The surprising simplicity#

What is most surprising is that such a compact code (280 lines, 10 functions, 7 core libraries) generates high-quality and helpful summaries with six different analysis modes, from short versions to critical reflections. The solution is far simpler than initially expected, but functionally sufficient for intensive productive use.

Historical classification and series context#

This tool was created over a year ago as the first systematic LLM coding experiment. Since then, all the technologies involved have evolved considerably: LLMs with larger contexts, better libraries, more sophisticated prompt engineering techniques. The findings documented here should therefore be understood in their historical context.
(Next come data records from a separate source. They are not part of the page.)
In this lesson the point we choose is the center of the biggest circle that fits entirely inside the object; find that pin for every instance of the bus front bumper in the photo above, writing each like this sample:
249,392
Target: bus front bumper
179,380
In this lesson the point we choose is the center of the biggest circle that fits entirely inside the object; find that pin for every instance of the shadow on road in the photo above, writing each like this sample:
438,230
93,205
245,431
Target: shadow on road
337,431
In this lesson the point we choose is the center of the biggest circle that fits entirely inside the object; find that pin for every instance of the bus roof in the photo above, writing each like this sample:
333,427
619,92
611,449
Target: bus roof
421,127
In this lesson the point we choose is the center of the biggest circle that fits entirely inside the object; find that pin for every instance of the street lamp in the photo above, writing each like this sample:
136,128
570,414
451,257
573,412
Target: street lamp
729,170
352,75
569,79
However, within the scope of this series of articles, this project marks an important starting point: from here, the path to increasingly complex programmes and refined methods developed. The fundamental principles – architecture ownership, simplicity, incremental approach – remained relevant in later, more complex projects.

Observations on the approach#

This experiment shows that LLM-assisted coding can be highly efficient in clearly defined contexts. In this specific case, the following aspects proved helpful:

Planning the architecture ourselves and using LLMs for narrowly defined implementation steps
Choosing libraries that already take LLM integration into account (such as pymupdf4llm)
Understanding prompt engineering as a critical part of the system architecture
Prioritising simplicity over premature optimisation

A key observation from this first experiment: LLM coding enabled the rapid development of a practical tool, with responsibility for strategic technical decisions remaining with humans and work being carried out iteratively in small steps. These basic principles formed the foundation for all subsequent, more complex projects in the series. Further experiments will show whether these observations can be transferred to other contexts.

Part 1 of the series ‘Methodological insights from LLM coding experiments’ – documenting a learning journey from simple tools to complex programmes. This first experiment took place almost a year ago; since then, the technologies have evolved considerably, but the basic methodological principles remain relevant.